And now we're in the teenage years!


So now that it's 2013 does that mean we're going to start acting like bratty teenagers?

I mean, thirteen is a tough year. I remember. It wasn't all that long ago, really.

But even with its challenges, it was also pretty fantastic. I saw my parents go through a difficult divorce, but I made a new friend who stood by me throughout high school and who remains dear to me to this day. I finished my last year of braces. I started high school (I have a late birthday; it was always the first week of school). I survived my first real heartbreak. I started marching band and fell in love with music. I got second place at the Science Fair. 

All in all, thirteen was pretty great. 


2013 is gearing up to be pretty amazing, as well. And I start out the new year like many of us do, with lists and plans and goals. It feels like, somehow, a new year means being a new person. In many ways, that's what I hope for myself in 2013. I don't want to be afraid all the time. I want to have peace in my heart and trust in God. He deserves all of that from me and so much more. I want to pursue Him actively each day and let His goodness overflow from my heart. It's time to stop trying to avoid things that scare me and tiptoeing through life like I have done in the past. I can't be afraid if I am pursuing Him because choosing to love my Savior means trusting that for whatever plan He lays out in front of me, there will be a way to take it. He will never ask of me what He won't prepare me to do.

In this year, and every year after, this means:

  • reading the Word daily, in some capacity
  • praying without ceasing 
  • seeking His wisdom in my marriage, my actions, my friendships, my work, and my goals
  • thanking Him for even the smallest things (especially for the smallest things)
I have other resolutions for 2013, but they all fall behind these. They're not even possible to accomplish without these.

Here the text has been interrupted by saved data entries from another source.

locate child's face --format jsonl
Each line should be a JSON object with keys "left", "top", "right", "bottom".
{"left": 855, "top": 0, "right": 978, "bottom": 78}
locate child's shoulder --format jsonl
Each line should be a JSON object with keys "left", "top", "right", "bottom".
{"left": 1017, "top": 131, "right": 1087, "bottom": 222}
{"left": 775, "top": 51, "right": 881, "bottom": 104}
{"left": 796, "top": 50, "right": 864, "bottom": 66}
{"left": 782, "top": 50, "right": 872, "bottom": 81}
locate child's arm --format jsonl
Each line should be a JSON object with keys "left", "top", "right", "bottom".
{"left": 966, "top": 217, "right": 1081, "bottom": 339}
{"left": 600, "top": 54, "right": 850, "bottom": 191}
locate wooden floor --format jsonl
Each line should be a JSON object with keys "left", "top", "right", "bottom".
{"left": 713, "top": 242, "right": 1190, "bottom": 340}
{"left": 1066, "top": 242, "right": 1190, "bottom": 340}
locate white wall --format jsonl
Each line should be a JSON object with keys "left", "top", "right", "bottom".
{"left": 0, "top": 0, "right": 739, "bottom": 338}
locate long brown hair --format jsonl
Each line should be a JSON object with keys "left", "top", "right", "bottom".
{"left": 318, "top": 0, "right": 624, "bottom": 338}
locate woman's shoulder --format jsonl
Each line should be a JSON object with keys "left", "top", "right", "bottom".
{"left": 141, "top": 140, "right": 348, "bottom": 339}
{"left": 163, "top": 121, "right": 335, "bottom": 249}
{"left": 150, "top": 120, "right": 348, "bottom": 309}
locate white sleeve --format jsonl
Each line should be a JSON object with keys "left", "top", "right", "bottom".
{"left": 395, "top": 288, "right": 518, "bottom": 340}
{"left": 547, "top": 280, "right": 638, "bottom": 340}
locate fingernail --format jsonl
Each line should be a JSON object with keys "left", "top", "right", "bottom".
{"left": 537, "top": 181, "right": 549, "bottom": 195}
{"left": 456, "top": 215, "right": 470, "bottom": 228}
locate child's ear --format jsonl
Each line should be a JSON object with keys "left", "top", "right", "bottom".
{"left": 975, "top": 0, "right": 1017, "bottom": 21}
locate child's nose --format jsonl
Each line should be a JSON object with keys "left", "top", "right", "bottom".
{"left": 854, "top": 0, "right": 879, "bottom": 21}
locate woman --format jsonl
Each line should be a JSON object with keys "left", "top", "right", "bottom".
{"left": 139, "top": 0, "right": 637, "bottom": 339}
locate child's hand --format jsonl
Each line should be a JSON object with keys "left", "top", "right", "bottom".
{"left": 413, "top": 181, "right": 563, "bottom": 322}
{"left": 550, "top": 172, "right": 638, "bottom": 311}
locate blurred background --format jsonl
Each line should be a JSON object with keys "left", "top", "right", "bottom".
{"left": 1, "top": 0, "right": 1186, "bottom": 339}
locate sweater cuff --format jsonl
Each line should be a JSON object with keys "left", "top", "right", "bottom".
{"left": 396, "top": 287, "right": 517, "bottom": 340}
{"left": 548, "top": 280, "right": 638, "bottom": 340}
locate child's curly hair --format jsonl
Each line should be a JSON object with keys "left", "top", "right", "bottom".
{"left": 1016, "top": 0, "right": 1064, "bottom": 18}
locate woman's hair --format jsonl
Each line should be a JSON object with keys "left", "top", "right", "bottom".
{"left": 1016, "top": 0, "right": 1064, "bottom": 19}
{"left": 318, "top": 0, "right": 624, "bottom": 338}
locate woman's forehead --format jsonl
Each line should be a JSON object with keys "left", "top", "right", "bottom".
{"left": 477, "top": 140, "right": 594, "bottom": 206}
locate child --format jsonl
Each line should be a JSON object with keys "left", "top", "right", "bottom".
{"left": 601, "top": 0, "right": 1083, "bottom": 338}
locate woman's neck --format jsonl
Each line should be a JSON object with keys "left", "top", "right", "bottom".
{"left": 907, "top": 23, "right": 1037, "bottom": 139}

But, because all the cool kids are doing it (and when you're thirteen, you tend to give into peer pressure), here are some of my more superficial resolutions:

  • stop biting my nails (by doing manicures, keeping them painted, chewing gum...whatever works!)
  • drink a half-gallon of water a day (I already have the jug)
  • walk around our neighborhood at least three times a week (one mile)
  • learn replacements for unhealthy ingredients and actively try to use them more often (i.e. applesauce in cake mixture instead of vegetable oil)
  • edit my book and re-send it to the requesting agent
  • perhaps get my book published?
  • paint our office
  • save money for Europe
  • finish grad school
  • go on a beach vacation
  • learn to take better pictures

God bless you in 2013, friends. And thanks for making 2012 so wonderful!